# knife block



## mc2442 (Aug 13, 2011)

I think I am past the point of waiting for the magnetic knife block I was looking at to actually be available, so think I will just get a standard knife block for the counter (no space in the kitchen for a mag strip on the wall.

I am looking for suggestions on what to get, since most of the descriptions on dimensions do not include what length knives would actually fit. I have a 270mm, a few 240mm, around a 240mm bread knife, and a few other assorted smaller knives. I would probably allow a couple other 240mm'ish spaces for future purchases as well.

Any help is appreciated.


----------



## tk59 (Aug 13, 2011)

The big problem is virtually no knife block has enough slots for larger knives (45+mm tall) and especially nothing beyond about 255 mm (10") long. I bought a block from the BoardSMITH just for extra large blades. I also have couple of cheap but decent Henckels blocks to supplement the big one. When I bought the BoardSMITH block, he suggested I get a bigger one than what I thought I would need. I didn't listen to this sage advice...


----------



## mc2442 (Aug 13, 2011)

Thank you TK, basically thinking I would need to order one from him as all the branded ones seem to be for a normal "set" of knives. Just wondering if there were other options.


----------



## kalaeb (Aug 13, 2011)

You could just make your own mag block with some magnets, wood, and a drill.


----------



## SpikeC (Aug 13, 2011)

Dave sells a really nice mag block that would fit in any kitchen, I think. They are just beautiful pieces of wood that knives stick to.


----------



## welshstar (Aug 20, 2011)

Hi

I know have several nice Jknives and running into what appears to be a common problem of not having a block. The only option appears to be big shun block but im not sure it that is deep enough for a 270 Gyuto.
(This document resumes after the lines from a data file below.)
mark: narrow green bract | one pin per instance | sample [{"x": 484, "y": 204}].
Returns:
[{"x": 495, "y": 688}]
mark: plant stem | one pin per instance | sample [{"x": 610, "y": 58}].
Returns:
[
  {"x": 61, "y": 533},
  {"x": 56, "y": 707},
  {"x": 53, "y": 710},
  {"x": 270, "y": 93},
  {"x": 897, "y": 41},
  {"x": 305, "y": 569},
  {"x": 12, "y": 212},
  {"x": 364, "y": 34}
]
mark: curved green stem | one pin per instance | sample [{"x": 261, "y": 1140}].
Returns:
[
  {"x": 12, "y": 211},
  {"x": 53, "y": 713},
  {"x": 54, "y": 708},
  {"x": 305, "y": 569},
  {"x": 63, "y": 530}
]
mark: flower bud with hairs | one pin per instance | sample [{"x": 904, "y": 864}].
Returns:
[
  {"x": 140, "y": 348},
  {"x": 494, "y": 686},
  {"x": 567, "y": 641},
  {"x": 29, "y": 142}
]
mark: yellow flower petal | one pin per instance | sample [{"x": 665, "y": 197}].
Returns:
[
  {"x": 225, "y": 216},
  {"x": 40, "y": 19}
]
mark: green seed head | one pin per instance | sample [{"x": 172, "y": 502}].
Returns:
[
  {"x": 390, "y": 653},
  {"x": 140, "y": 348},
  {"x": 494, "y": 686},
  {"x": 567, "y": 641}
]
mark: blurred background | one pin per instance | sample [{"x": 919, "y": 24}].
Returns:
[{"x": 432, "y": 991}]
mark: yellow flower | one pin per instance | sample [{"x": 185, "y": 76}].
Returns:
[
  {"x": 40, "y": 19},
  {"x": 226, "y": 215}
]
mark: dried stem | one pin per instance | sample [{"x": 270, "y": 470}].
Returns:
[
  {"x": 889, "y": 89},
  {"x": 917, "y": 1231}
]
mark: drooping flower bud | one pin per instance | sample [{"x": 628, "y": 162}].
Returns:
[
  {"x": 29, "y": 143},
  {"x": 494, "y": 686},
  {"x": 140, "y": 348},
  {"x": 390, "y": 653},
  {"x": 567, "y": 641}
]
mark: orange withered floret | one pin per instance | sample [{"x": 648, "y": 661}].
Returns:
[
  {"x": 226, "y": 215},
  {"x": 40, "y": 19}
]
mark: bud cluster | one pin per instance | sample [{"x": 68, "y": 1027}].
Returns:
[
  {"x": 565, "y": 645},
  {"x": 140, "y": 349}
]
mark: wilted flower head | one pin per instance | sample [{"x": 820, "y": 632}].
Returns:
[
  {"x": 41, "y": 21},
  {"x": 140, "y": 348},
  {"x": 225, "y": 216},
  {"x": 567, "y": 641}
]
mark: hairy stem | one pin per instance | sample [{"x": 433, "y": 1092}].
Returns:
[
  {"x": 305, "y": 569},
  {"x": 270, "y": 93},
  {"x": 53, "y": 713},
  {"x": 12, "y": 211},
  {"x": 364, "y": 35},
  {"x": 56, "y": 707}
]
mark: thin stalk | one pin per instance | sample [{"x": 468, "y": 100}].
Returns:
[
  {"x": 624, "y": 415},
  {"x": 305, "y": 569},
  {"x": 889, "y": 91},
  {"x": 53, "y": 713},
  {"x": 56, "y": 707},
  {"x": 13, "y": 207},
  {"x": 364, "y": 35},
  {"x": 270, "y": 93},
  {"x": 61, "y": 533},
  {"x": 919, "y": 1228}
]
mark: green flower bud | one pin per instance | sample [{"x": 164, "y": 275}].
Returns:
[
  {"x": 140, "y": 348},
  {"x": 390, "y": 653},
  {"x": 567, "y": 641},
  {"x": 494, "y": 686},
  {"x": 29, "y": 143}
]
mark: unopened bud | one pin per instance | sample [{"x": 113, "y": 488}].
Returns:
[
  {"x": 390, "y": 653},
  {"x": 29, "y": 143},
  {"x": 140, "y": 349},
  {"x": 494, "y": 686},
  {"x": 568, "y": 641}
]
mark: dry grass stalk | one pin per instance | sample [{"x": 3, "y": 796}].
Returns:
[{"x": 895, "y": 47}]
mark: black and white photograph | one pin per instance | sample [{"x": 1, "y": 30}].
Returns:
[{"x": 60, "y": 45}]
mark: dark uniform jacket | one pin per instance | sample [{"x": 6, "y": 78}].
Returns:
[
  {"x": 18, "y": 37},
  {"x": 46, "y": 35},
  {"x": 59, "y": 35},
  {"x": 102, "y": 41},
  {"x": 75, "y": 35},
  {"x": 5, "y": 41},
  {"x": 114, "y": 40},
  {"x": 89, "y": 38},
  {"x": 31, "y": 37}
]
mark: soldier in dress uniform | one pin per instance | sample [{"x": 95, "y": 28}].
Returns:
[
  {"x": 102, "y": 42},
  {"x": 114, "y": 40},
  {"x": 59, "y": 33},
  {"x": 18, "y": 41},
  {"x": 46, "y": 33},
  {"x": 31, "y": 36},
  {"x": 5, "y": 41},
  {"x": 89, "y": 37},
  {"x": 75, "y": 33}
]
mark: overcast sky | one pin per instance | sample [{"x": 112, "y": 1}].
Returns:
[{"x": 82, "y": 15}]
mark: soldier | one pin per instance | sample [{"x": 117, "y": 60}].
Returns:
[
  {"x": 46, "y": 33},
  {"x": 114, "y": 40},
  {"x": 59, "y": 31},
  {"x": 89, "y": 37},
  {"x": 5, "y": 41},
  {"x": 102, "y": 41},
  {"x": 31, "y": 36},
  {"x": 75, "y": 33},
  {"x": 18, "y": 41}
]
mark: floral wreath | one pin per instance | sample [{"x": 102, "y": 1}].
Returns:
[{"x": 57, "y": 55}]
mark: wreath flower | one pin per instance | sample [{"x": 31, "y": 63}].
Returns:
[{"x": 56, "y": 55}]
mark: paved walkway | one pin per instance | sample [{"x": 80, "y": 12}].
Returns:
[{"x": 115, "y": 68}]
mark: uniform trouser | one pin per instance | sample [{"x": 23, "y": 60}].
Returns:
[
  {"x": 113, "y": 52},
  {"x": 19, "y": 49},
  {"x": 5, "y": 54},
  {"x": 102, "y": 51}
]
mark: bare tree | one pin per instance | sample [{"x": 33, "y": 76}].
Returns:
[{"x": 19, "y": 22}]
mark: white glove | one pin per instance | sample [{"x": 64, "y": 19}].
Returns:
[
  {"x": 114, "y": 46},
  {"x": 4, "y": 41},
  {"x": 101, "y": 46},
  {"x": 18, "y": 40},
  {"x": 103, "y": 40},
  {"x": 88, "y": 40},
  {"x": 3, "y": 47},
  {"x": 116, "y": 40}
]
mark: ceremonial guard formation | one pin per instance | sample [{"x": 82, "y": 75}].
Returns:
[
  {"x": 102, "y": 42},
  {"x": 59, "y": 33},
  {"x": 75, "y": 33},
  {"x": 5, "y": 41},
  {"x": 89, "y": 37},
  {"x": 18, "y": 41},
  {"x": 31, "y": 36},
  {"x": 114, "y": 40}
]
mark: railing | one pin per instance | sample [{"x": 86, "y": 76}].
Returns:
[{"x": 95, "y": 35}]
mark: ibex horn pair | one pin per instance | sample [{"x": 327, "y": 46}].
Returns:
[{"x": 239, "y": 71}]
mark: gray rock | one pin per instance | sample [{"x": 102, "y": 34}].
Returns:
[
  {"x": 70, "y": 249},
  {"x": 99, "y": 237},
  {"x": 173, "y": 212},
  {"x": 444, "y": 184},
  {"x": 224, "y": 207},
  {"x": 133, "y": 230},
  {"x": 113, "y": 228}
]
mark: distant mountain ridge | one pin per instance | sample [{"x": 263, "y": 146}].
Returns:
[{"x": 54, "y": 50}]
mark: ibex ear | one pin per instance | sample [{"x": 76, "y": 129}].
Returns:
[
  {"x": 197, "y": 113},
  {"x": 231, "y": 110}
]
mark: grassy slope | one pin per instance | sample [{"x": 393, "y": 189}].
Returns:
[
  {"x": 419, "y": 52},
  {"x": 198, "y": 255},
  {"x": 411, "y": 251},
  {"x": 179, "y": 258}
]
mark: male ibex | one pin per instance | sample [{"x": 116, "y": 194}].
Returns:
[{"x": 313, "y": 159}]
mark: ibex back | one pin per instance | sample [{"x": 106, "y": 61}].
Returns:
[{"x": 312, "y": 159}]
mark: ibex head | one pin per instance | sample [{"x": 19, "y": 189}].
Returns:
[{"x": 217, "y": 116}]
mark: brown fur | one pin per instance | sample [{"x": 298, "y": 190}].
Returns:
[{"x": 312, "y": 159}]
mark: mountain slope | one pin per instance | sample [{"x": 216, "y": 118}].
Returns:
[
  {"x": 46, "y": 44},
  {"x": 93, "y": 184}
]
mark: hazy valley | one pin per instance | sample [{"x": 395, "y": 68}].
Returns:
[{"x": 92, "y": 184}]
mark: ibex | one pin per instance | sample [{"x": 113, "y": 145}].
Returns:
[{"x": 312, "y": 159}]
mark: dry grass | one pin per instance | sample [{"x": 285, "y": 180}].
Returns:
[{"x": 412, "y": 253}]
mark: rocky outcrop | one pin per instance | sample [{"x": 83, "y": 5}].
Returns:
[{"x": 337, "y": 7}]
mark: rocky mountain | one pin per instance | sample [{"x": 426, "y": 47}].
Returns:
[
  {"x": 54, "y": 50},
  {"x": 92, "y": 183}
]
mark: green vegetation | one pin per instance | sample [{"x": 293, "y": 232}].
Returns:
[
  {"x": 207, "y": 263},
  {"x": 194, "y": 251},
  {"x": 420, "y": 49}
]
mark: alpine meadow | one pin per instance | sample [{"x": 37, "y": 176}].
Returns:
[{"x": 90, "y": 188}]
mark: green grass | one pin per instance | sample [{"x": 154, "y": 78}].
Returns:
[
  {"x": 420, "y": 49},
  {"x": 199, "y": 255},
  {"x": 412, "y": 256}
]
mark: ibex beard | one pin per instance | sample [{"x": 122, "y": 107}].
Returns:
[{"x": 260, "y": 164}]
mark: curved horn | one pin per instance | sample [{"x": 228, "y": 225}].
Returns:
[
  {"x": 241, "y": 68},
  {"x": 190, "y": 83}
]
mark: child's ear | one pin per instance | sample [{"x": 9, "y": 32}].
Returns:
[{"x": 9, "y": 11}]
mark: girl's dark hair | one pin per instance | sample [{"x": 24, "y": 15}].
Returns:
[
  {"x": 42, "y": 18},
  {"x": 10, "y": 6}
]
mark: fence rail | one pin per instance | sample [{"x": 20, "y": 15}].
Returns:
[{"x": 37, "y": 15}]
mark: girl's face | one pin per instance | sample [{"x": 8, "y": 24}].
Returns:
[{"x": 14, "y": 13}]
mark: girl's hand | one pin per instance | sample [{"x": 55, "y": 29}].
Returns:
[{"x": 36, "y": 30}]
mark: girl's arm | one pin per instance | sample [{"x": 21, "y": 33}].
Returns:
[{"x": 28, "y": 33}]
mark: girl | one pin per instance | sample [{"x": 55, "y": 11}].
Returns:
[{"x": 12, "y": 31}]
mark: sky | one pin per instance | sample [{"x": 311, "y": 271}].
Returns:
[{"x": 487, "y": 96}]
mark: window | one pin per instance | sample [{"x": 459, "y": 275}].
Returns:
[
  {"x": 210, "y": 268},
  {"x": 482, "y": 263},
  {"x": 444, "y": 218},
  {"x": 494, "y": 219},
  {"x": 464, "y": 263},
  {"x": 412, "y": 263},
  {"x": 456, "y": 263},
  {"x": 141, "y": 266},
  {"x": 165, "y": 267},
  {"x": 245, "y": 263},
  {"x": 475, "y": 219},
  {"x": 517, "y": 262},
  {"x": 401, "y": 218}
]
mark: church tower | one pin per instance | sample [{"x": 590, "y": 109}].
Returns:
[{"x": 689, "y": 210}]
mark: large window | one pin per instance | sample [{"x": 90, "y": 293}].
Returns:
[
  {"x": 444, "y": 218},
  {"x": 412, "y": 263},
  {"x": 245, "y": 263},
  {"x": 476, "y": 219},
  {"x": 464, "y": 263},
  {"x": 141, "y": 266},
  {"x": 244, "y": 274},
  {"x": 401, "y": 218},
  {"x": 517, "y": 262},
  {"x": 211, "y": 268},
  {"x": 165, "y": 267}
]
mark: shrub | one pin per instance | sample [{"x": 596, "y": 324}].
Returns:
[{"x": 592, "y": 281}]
Any other ideas please guys

Alan


----------



## Eamon Burke (Aug 20, 2011)

Buy a magnetic strip, get sayas, plastic covers(if you carry to and from work), get a block custom made. There's not enough demand for big companies to put out blocks capable of holding enormous(by comparison) knives. Pro kitchens almost universally use magnetic strips, and the ones like Dave sells or Mag-Blok are great on your knives, attractive, and strong as heck!


----------



## swarfrat (Aug 20, 2011)

welshstar said:


> .... The only option appears to be big shun block but im not sure it that is deep enough for a 270 Gyuto.
> 
> Any other ideas please guys...


 
First choice, have Boardsmith make you a custom block in whatever configuration you want.

For an over-the-counter option, Wusthof sells a honkin big block that'll hold 300mm+ blades.

The Wusthof's build quality is ok for an otc piece (note: it ain't made in Germany). But the finish is a cheap stain and gets beat up fast.


sr.


----------